Während der Feier erschien Manga-Agape dann mit einem seltsamen Helm auf dem Kopf. Durch eine Sprachöffnung erklang ihre verzerrte Stimme. Sie teilte den Gästen mit, dass sie sich jetzt zurückziehen müsste, um mit ihrem neuen Egometriehelm, ja und das habe ich vergessen, wie sie das nannte, jedenfalls flackerte später das Licht im gesamten Haus, bevor es dann für eine Stunde keinen Strom mehr gab. Aus dem Keller jedoch klang ein lautes Brummen begleitet von rhythmischen Grunzlauten.

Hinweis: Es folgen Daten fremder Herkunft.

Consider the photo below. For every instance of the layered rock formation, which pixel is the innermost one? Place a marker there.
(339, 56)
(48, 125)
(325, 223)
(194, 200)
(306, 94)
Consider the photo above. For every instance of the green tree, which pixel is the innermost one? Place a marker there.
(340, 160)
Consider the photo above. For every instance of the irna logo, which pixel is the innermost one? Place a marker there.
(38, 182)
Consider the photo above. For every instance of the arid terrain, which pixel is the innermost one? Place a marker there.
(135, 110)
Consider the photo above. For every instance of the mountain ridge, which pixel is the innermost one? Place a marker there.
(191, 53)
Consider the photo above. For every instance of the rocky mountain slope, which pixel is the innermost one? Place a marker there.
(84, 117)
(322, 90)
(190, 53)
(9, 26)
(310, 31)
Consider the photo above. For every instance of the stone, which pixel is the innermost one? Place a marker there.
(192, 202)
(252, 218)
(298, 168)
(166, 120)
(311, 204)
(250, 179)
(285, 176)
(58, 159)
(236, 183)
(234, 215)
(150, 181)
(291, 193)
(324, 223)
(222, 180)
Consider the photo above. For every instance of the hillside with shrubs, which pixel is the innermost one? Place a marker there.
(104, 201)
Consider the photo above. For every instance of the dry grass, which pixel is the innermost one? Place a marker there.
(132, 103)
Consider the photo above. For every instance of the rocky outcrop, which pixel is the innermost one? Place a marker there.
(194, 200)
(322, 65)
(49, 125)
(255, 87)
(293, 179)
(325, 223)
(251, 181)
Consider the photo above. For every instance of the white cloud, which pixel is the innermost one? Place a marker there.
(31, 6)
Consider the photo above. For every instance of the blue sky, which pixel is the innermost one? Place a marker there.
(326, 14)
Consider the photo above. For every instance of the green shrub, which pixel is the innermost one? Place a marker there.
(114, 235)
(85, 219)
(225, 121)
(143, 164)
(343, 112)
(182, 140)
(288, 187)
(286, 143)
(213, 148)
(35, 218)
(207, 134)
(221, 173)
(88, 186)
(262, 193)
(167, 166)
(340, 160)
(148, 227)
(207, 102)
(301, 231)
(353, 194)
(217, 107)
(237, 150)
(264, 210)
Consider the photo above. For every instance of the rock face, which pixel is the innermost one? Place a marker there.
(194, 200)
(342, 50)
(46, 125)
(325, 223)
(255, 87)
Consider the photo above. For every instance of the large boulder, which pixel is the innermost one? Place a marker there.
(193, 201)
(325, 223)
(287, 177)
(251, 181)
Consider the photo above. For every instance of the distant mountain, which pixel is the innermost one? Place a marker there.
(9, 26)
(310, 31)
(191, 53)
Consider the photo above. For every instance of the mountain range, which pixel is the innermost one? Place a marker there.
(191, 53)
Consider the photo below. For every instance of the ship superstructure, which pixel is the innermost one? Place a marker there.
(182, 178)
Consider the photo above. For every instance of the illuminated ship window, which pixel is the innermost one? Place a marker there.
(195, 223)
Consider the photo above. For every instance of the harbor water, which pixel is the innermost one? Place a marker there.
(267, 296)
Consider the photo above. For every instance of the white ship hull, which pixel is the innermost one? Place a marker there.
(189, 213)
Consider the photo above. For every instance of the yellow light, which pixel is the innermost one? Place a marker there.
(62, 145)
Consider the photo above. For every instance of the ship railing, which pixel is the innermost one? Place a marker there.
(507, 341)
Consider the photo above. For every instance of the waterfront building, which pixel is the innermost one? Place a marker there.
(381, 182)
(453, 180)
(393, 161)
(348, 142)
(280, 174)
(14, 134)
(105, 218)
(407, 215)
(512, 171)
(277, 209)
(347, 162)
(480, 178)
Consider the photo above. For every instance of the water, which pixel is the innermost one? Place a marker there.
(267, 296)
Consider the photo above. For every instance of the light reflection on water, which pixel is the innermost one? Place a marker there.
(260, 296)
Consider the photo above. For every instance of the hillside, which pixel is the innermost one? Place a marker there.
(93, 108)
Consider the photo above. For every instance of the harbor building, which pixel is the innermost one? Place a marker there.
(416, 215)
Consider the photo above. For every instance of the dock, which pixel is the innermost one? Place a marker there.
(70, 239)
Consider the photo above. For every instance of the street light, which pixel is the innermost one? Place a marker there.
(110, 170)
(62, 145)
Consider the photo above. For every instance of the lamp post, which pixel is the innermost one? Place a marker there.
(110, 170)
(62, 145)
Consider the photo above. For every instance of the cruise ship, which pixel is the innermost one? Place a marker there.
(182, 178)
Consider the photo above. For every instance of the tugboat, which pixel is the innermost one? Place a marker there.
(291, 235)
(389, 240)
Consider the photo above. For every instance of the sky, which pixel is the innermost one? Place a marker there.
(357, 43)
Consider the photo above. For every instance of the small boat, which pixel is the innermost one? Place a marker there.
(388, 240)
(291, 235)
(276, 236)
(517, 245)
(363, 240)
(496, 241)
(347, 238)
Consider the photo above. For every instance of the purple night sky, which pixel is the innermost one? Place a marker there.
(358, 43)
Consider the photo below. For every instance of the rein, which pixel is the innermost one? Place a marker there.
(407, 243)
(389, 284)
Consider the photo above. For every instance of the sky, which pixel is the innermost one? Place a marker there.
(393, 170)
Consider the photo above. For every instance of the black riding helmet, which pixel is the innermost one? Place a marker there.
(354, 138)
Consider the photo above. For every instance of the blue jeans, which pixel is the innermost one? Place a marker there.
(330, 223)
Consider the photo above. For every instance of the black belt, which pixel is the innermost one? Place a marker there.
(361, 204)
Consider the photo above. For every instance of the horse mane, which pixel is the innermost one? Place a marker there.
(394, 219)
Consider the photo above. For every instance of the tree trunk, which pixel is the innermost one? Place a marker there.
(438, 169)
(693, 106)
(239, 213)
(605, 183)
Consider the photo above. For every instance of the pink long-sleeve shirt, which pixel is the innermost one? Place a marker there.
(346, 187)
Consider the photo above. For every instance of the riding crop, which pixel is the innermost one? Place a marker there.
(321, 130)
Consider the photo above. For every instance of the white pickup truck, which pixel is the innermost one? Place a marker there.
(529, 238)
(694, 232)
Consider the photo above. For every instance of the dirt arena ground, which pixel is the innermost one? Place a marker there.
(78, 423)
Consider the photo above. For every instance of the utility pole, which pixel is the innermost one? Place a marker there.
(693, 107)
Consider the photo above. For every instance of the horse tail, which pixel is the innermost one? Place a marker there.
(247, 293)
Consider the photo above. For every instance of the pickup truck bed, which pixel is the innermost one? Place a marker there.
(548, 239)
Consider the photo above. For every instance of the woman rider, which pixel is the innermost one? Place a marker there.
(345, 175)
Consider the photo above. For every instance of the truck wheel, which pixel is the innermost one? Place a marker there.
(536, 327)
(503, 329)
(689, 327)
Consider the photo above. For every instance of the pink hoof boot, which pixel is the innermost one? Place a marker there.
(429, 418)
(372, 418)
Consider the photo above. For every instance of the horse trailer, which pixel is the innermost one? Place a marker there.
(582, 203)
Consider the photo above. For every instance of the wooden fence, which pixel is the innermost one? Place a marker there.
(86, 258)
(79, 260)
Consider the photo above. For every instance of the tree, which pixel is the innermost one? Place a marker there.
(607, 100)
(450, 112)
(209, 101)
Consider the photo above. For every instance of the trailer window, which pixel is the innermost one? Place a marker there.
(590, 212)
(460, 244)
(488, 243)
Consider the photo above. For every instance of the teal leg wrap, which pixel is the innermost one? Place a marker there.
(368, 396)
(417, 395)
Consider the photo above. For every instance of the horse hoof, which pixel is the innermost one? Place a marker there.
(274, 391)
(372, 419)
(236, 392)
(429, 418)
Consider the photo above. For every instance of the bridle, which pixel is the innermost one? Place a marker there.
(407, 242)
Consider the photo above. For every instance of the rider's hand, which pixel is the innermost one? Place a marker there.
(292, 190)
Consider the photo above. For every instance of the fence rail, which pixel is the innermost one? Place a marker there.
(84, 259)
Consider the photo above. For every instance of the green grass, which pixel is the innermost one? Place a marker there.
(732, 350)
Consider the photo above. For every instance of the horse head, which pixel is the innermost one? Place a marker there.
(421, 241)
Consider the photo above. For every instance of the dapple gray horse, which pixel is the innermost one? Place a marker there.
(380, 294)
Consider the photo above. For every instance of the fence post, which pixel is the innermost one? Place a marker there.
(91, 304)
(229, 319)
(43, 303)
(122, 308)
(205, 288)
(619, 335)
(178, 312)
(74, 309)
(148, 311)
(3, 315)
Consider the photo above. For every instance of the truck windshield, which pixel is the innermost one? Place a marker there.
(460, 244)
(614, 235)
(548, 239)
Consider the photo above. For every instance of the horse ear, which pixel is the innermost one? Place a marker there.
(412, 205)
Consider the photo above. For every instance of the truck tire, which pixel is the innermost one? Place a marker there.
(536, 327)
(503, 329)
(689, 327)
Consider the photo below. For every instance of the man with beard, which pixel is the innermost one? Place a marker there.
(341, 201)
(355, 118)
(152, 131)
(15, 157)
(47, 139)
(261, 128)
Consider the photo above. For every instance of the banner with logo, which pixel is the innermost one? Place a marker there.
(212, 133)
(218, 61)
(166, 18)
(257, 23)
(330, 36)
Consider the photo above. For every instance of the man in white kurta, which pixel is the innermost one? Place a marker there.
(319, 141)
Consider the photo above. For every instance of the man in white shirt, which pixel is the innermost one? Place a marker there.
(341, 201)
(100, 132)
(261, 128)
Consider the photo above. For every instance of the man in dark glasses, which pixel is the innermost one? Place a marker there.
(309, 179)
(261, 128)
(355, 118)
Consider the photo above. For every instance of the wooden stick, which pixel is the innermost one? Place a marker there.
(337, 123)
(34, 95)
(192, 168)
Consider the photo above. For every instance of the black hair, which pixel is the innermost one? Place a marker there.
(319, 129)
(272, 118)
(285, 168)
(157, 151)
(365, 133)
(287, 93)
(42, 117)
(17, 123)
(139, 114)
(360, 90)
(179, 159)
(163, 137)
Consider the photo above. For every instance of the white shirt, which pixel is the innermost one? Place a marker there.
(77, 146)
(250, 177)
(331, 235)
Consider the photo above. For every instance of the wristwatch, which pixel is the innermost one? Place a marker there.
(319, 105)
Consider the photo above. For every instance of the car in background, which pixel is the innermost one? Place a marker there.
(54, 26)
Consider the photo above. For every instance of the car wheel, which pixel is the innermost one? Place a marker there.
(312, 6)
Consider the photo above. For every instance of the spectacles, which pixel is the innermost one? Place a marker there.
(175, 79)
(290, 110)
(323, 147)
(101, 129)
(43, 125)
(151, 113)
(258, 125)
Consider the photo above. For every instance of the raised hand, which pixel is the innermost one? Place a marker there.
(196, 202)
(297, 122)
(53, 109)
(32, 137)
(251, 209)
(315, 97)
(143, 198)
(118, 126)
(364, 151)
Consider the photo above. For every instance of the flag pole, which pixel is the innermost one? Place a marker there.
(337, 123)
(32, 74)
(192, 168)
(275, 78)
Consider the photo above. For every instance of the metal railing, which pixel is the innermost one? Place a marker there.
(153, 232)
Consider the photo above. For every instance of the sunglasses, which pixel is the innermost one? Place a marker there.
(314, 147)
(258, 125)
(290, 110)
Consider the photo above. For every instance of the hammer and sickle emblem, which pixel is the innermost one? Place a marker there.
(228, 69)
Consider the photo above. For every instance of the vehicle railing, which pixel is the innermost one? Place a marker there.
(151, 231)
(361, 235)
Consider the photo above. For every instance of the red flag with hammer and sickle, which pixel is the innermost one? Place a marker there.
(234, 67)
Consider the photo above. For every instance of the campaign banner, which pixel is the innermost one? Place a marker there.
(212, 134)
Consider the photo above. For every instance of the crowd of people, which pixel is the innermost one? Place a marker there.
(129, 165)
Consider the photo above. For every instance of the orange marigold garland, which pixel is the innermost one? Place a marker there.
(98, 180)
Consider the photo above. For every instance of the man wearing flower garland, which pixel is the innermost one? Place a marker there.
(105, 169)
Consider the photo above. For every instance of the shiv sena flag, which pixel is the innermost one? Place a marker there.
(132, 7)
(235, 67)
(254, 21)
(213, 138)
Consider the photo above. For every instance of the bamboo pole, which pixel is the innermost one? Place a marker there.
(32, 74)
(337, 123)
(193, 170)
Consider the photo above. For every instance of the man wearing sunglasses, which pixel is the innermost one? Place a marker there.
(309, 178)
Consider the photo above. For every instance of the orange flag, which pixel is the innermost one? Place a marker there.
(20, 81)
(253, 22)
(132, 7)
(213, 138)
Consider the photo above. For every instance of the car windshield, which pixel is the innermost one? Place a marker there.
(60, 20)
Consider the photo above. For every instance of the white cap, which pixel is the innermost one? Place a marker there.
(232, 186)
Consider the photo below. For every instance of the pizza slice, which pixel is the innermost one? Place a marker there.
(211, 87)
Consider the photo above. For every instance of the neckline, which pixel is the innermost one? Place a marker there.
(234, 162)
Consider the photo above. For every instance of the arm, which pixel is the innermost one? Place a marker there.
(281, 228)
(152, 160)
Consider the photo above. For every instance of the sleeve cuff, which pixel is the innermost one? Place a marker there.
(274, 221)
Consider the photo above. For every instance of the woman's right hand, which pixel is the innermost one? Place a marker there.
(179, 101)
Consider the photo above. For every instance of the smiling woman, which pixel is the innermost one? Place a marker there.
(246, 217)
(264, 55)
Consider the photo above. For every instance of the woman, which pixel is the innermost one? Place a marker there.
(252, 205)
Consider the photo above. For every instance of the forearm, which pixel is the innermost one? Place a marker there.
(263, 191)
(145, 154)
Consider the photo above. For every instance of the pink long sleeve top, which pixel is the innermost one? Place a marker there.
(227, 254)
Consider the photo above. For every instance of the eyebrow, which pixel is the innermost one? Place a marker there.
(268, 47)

Der Direktor von der Sparkasse, Herr Drögensack, zeigte sich begeistert. Er habe das alles mühsam auf unzähligen Wochenendseminaren erlernen müssen, aber heutzutage und mit der Technik, da würde er auch noch mal jung sein wollen.
Als er dann fragte, was unsere Tochter für eine Schule besuche, verabschiedeten wir uns schnell und verließen die nachbarliche Feier. Wir wollten uns schließlich keine Blöße geben.
Liebes Tagebuch, du bist meine letzte Rettung! Haben wir für unsere Tochter richtig entschieden?
Fehlen ihr im späteren Leben nicht vielleicht entscheidende Kenntnisse im Fach Egometrie? Wie und wo kann sie darin jetzt noch Wissen erwerben?
Und was bedeutet das eigentlich, Egometrie?